KGI Research More Upbeat On Manulife US REIT
SINGAPORE – KGI Research has become more bullish on Manulife US REIT that its analyst Joel Ng has upgraded the trust to “outperform”, but it lowered its target price from 86 US cents previously to 82 US cents, reported The Edge on Tuesday evening (7 September, SGT).
The upbeat outlook comes as office assets in the United States are poised to witness rising demand as more staff return to their workplace, even if it’s not full-time.
“Improving fundamentals may finally lift investor confidence in the sector,” Ng said in a research note dated 7 September.
Aside from that, the management of Singapore-listed Manulife US REIT previously shared that it has seen an acceleration in office leasing activity. In fact, roughly 60 percent of its occupants indicated that they intend to return to their workplace starting from this month, and this could increase revenue like parking space income.
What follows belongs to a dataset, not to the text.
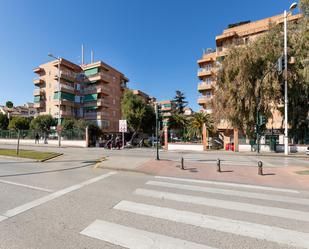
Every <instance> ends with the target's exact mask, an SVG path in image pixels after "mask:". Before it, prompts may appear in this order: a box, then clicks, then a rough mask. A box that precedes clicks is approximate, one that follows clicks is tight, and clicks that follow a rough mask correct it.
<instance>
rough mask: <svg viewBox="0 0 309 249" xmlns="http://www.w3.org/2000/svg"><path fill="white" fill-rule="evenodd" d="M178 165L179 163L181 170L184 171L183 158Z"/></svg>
mask: <svg viewBox="0 0 309 249" xmlns="http://www.w3.org/2000/svg"><path fill="white" fill-rule="evenodd" d="M180 163H181V169H185V167H184V160H183V157H182V158H181V160H180Z"/></svg>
Ng also pointed out that the trust has recorded a committed occupancy rate of 91.7 percent and merely 2.9 percent of leases by net leasable area (NLA) are due over the remainder of this year.
In addition, he expects that a bigger percentage of the population in the United States would be returning to the workforce in 2021 amidst the easing of COVID-related restrictions and higher vaccination rate.
Meanwhile, Ng expects Manulife US REIT to offer decent yields of 7.4 percent for fiscal year 2021, before rising to 7.5 percent in FY2022 and 7.6 percent in FY2023.
“MUST’s gearing of 42.1 percent as of 30 June 2021 remains well below the regulatory 50 percent limit, while borrowing costs have declined to 2.99 percent, an improvement of around 20 basis points from December 2020,” he noted.
However, potential risks to the trust include tax changes in the United States that could negatively affect MUST’s distribution per unit (DPU).
“Forex risks (are also a downside) for local investors as revenues, unit price and dividends are in USD. Another potential risk from the impact of COVID-19 is the increased acceptance of work from home and higher-than-expected working from home rate, which may lead to soft office demand,” Ng added.